Backend simplification:
- The server now loads ONE pool JSON from $QUIZ_POOL_PATH at startup and
upserts a single canonical session. The session id comes from the pool
JSON's optional "session_id" field, falling back to $QUIZ_SESSION_ID.
- The multi-quiz / multi-session CRUD API is gone:
DELETED GET/POST /admin/api/quizzes
DELETED POST /admin/api/quizzes/upload
DELETED GET/POST /admin/api/sessions
DELETED GET /admin/login (HTML stub)
DELETED GET /admin/api/sessions/{sid}/csv (replaced by /admin/api/csv)
Replaced with a single-session control surface:
GET /admin/ — serves admin.html unconditionally
GET /admin/api/state — admin-gated; pool meta + state + QR + join URL
POST /admin/api/reset — admin-gated; wipe submissions + back to lobby
POST /admin/logout — clear admin cookie
GET /admin/api/csv — single-session results
WS /ws/instructor/{sid} — kept; new commands "next" + "reset"
- Instructor "Next" button is now a single state-driving command
(RoomManager.advance_to_next): from lobby it opens Q0; from question_open
it closes the current Q and opens the next; from question_closed it
opens the next; if past the last question it ends the session.
- New RoomManager.reset wipes submissions, participants, and per-question
state, then broadcasts a clean lobby.
- Student GET / now redirects to /?sid=<canonical> when no sid is given,
so the QR / share URL is fully deterministic.

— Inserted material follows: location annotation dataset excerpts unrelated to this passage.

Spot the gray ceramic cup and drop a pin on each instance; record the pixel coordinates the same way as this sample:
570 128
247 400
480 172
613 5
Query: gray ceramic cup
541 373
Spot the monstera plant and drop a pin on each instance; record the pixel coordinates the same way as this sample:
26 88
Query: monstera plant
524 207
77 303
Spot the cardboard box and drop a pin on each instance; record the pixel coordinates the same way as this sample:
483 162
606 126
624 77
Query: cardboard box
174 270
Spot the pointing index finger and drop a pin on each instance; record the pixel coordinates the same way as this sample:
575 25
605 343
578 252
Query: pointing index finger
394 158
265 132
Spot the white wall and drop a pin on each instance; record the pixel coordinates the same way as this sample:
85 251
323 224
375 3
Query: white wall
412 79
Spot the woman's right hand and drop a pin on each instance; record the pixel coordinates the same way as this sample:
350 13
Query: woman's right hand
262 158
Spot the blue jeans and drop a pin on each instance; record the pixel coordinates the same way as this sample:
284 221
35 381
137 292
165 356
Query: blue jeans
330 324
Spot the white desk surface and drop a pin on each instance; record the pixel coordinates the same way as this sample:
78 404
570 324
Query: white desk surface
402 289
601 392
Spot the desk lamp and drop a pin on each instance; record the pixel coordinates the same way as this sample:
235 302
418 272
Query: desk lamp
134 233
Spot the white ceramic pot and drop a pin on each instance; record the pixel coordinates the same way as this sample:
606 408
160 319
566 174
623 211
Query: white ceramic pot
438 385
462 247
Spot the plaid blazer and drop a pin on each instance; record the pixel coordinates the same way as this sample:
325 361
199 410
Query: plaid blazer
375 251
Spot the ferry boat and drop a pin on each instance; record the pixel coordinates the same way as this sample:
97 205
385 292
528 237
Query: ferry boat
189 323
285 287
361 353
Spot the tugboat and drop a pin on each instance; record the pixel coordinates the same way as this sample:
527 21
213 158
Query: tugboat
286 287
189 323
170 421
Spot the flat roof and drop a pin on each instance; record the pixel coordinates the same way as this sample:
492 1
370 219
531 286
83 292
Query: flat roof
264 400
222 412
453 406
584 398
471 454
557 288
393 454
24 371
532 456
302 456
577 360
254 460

Frontend rewrite (functional baseline; visual polish to follow):
- /admin/ is now a single SPA: GET /admin/api/state decides login form
vs dashboard. No separate /admin/login URL bar.
- Admin dashboard is state-driven with one primary action per state.
QR code, join URL, and live participant list are always visible on the
left so the operator can leave the page on a projector.
- Student answer buttons are big and tappable; reveal screen highlights
correct/wrong choice + shows score, total, and rank.
- Static admin/student SPAs share a CSS palette with light/dark support.
Tests rewritten around the single canonical session id.
The auto-bootstrapped session lets each test fixture skip the old
quiz/session creation dance. 39/39 tests pass.
Cleanup:
- Deleted CODEX_PROMPT.md, IMPLEMENTATION_REPORT.md, NOTES.md, SPEC.md,
static/observer.html (obsolete codex-build artifacts and the unused
observer view).
- .gitignore now blocks /pool.json (the runtime file the operator drops
on the server) and the leftover .codex_done / codex_run.log / etc.
- bootstrap.sh seeds /opt/quiz/pool.json from examples/pool_example.json
on first deploy so a fresh box reaches a usable state without manual
intervention; .env now includes QUIZ_POOL_PATH.
Two suites under tests/stress/, plus a tmux-friendly run_loop.sh
runner. Both boot a fresh uvicorn on an isolated DB per cycle and
log JSON line summaries to runs/.
api_stress.mjs covers WS-level scenarios that the existing pytest
suite does not exercise: 20-student happy path, late joiners with
correct remaining_ms, mid-question disconnect, browser-sleep + wake
to a different question_idx, cookie tampering and cross-session
cookie reuse, duplicate student_id, bad submit (out-of-order, wrong
idx, resubmit no-op), close-boundary race with auto-close, malformed
JSON fuzz, and flaky reconnect.
ui_stress.mjs drives the same flows in a real Chromium context via
playwright: happy UI, sleep/wake by closing+reopening a context with
the persisted cookie, document.cookie tampering attempt, and two
browser contexts joining with the same student_id.
Findings will be summarised in runs/summary.jsonl over time. One known
issue surfaces from the fuzz scenario: app/room.py student_ws's
receive_json call propagates JSONDecodeError out of the only
try/except (which catches WebSocketDisconnect), killing that client's
WS handler. Other clients are unaffected.